Les choix méthodologiques qui ont guidé la carrière Bruno Lautier constituent une preuve incontestable de la richesse d’une démarche pluridisciplinaire alliant la rigueur scientifique et l’esprit critique qui doivent fonder le débat économique. Il n’est sans doute pas anecdotique que Bruno Lautier, auparavant maître de conférences en économie à l’Université de Picardie Jules Verne, ait obtenu un poste de professeur en sociologie à Paris 1. Certes, on saura gré aux sociologues d’encourager ainsi une approche pluridisciplinaire des questions économiques et d’avoir ainsi favorisé la contribution majeure de Bruno Lautier en la matière. Rappelons qu’elle s’est notamment traduite par une large audience de ses travaux et par l’encadrement de très nombreuses thèses. Mais c’est là également le signe, qu’il faut souligner, des difficultés à développer de telles contributions au sein de la corporation des économistes sans dommage pour leur carrière. En ce sens, le parcours remarquable de Bruno Lautier est révélateur des entraves qui pèsent sur le pluralisme des approches en économie.

Jaime Marques Pereira,
Professeur d’économie,
Université de Picardie Jules Verne

Un hommage à Bruno Lautier est organisé par ses collègues de l’Institut du développement économique et social (IEDES – Paris 1) et la Revue Tiers Monde dont il fut un des principaux animateurs au long des deux dernières décennies.
La Revue Tiers monde publiera prochainement un numéro réunissant quelques articles majeurs de Bruno Lautier.


Chers collègues,
Chers amis,

Nous tenons à vous faire part de notre tristesse à la suite de la nouvelle du décès de Bruno Lautier, membre de l’IEDES et du Comité de rédaction de la Revue Tiers Monde .
La direction de l’IEDES souhaite lui rendre un hommage digne et chaleureux, autour de ses proches, le mercredi 13 février à partir de 9h30.
Nous vous invitons à ce moment de recueillement et de mémoire dans l’enceinte du Pavillon Indochine, Campus du Jardin tropical, 45bis avenue de la Belle Gabrielle, à Nogent sur Marne (plan d’accès [http://www.univ-paris1.fr/ufr/iedes/acces-au-site/->http://www.univ-paris1.fr/ufr/iedes/acces-au-site/]
).

A l’issue de cette matinée, nous vous proposerons de partager une collation et vous remercions de bien vouloir nous faire part de votre présence à cette adresse (diriedes@univ-paris1.fr ).

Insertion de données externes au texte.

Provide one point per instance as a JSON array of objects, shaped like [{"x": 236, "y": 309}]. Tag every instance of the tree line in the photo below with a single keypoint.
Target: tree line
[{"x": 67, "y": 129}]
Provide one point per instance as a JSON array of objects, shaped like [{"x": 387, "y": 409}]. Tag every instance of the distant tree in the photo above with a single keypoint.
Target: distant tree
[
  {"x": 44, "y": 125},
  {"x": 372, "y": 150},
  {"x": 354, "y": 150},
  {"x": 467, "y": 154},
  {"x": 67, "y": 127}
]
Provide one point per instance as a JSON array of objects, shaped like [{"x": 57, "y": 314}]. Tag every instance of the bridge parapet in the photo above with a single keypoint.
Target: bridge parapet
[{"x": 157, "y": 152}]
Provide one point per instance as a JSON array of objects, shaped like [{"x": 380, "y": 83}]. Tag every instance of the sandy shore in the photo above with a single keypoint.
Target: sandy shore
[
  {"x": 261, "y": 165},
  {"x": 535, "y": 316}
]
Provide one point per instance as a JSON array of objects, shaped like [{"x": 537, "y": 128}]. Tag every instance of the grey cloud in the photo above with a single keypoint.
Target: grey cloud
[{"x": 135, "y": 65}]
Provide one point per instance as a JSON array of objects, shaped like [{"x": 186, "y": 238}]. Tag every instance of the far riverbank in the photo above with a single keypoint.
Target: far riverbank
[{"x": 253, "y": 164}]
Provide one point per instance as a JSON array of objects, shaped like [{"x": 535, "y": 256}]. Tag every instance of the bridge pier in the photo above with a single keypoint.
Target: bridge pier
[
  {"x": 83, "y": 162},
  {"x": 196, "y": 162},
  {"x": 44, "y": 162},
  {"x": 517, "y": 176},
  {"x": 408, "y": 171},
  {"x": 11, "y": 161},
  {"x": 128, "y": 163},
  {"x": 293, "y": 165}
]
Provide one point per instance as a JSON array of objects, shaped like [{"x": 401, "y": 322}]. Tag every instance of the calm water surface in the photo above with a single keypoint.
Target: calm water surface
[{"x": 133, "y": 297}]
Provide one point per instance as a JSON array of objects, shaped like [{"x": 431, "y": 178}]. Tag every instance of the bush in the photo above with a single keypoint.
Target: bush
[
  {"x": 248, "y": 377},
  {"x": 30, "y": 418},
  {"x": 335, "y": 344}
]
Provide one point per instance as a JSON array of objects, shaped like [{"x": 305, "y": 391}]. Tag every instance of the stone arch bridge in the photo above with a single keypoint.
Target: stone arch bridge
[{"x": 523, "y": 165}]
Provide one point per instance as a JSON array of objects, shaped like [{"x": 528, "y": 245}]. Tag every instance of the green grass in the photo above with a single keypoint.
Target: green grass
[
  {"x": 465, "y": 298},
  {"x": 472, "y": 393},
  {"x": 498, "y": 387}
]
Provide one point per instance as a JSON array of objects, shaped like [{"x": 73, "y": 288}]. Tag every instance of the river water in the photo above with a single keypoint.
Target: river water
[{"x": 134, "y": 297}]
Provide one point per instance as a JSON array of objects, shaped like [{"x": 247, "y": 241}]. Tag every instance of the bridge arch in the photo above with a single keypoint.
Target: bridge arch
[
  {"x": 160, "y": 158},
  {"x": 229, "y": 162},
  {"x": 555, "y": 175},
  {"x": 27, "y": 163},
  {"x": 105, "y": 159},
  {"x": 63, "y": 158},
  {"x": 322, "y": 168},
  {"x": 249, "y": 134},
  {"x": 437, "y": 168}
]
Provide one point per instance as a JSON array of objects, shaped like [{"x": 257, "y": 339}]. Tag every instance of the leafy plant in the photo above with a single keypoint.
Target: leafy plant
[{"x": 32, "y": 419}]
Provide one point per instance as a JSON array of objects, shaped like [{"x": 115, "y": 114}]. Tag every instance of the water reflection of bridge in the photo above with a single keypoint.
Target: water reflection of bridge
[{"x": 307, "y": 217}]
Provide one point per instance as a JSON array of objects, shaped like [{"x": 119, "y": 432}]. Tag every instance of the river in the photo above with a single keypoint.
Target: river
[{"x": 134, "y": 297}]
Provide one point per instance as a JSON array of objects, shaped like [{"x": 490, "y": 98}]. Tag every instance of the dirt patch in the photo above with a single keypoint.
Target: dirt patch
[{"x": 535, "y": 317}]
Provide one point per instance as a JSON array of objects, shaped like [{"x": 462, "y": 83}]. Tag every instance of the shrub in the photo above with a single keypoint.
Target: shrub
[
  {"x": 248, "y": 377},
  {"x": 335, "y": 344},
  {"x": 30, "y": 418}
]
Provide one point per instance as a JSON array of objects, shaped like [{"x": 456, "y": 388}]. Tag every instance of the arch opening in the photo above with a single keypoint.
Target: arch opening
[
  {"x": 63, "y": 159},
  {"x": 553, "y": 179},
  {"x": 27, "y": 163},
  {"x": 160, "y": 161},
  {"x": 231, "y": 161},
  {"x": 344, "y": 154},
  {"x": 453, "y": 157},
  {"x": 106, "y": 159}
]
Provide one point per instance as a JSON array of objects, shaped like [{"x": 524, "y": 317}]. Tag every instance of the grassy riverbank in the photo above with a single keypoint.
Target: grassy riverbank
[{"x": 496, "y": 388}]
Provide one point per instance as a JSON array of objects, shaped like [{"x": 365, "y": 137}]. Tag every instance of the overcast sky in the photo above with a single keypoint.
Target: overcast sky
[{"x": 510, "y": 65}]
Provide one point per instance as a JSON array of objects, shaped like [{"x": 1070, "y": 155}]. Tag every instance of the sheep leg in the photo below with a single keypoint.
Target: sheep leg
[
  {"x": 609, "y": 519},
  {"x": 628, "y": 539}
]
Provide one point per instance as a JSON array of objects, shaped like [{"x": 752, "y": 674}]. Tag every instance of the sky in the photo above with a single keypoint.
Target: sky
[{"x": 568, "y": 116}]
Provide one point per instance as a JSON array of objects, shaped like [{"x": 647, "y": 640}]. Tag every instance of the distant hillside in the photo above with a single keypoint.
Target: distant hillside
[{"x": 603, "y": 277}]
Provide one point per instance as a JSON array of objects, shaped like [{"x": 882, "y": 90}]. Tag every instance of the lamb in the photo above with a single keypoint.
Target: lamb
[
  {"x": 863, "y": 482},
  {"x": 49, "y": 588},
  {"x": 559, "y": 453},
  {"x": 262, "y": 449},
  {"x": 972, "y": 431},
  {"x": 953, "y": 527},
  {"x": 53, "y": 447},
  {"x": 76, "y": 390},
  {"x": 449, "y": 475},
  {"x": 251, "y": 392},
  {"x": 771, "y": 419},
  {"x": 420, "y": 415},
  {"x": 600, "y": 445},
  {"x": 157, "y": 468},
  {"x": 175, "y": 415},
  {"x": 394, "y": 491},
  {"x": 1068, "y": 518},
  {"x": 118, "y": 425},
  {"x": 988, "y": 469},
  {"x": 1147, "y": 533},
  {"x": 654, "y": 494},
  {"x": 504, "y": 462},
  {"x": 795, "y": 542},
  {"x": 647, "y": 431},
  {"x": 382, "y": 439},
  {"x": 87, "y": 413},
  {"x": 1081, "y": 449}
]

Si vous le souhaitez, vos pensées pourront être regroupées dans un livre qui sera remis à la famille.

Une enveloppe est d’ores et déjà à votre disposition auprès de Nathalie Etienne, IEDES, Bureau 27 – Bâtiment 1, 45bis av de la Belle Gabrielle.

Bien sincèrement,

La Direction,
André Guichaoua,
Anne Le Naëlou

et

la Rédaction de la Revue Tiers Monde

PS : Pour les personnes extérieures qui viendront en voiture, il leur sera demandé de ne pas stationner dans l’enceinte du campus.